Création de Introduction à la vie dévote (Boulenger)/Troisième partie/02

La bibliothèque libre.
Texte établi par Fernand Boulenger,  (p. 123-127).


CHAPITRE II

SUITE DU MÊME DISCOURS DU CHOIX DES VERTUS


Saint Augustin dit excellemment que ceux qui commencent en la dévotion commettent certaines fautes, lesquelles sont blâmables selon la rigueur des lois de la perfection, et sont néanmoins louables, pour le bon présage qu’elles donnent d’une future excellence de piété, à laquelle même elles servent de disposition. Cette basse et grossière crainte qui engendre les scrupules excessifs ès âmes de ceux qui sortent nouvellement du train des péchés, est une vertu recommandable en ce commencement, présage certain d’une future pureté de conscience ; mais cette même crainte serait blâmable en ceux qui sont fort avancés, dedans le cœur desquels doit régner l’amour, qui petit à petit chasse cette sorte de crainte servile.

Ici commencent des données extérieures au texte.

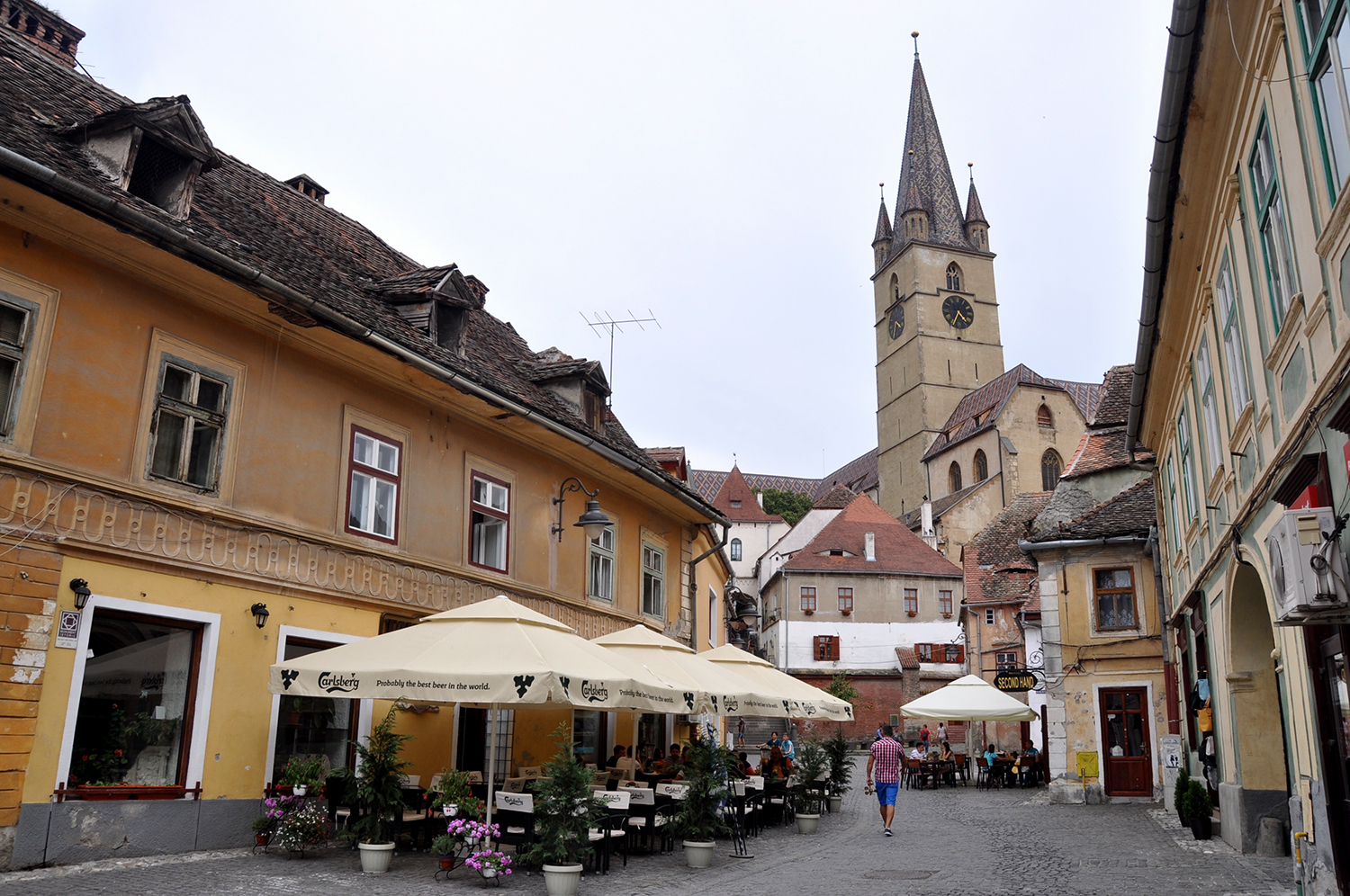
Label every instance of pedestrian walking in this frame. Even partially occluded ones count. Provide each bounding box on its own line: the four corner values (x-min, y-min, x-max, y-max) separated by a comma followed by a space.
867, 725, 904, 837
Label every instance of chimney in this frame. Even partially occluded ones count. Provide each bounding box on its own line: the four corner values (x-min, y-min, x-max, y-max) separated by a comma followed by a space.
920, 496, 937, 551
0, 0, 84, 69
283, 175, 328, 205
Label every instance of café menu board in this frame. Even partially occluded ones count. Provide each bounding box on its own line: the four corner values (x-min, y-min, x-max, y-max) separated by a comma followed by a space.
994, 669, 1037, 694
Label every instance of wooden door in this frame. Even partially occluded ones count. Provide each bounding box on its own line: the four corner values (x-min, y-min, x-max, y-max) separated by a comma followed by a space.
1102, 688, 1153, 796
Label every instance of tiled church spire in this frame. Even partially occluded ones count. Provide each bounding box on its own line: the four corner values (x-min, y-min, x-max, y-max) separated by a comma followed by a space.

Saint Bernard en ses commencements, était plein de rigueur et d’âpreté envers ceux qui se rangeaient sous sa conduite, auxquels il annonçait d’abord qu’il fallait quitter le corps et venir à lui avec le seul esprit. Oyant leurs confessions, il détestait avec une sévérité extraordinaire toutes sortes de défauts, pour petits qu’ils fussent, et sollicitait tellement ces pauvres apprentis à la perfection qu’à force de les y pousser il les en retirait ; car ils perdaient cœur et haleine de se voir si instamment pressés en une montée si droite et relevée. Voyez-vous, Philothée, c’était le zèle très ardent d’une parfaite pureté qui provoquait ce grand saint à cette sorte de méthode, et ce zèle était une grande vertu, mais vertu néanmoins qui ne laissait pas d’être répréhensible. Aussi Dieu même, par une sacrée apparition, l’en corrigea, répandant en son âme un esprit doux, suave, amiable et tendre, par le moyen duquel s’étant rendu tout autre, il s’accusa grandement d’avoir été si exact et sévère, et devint tellement gracieux et condescendant avec un chacun qu’il se fit « tout à tous pour les gagner tous ».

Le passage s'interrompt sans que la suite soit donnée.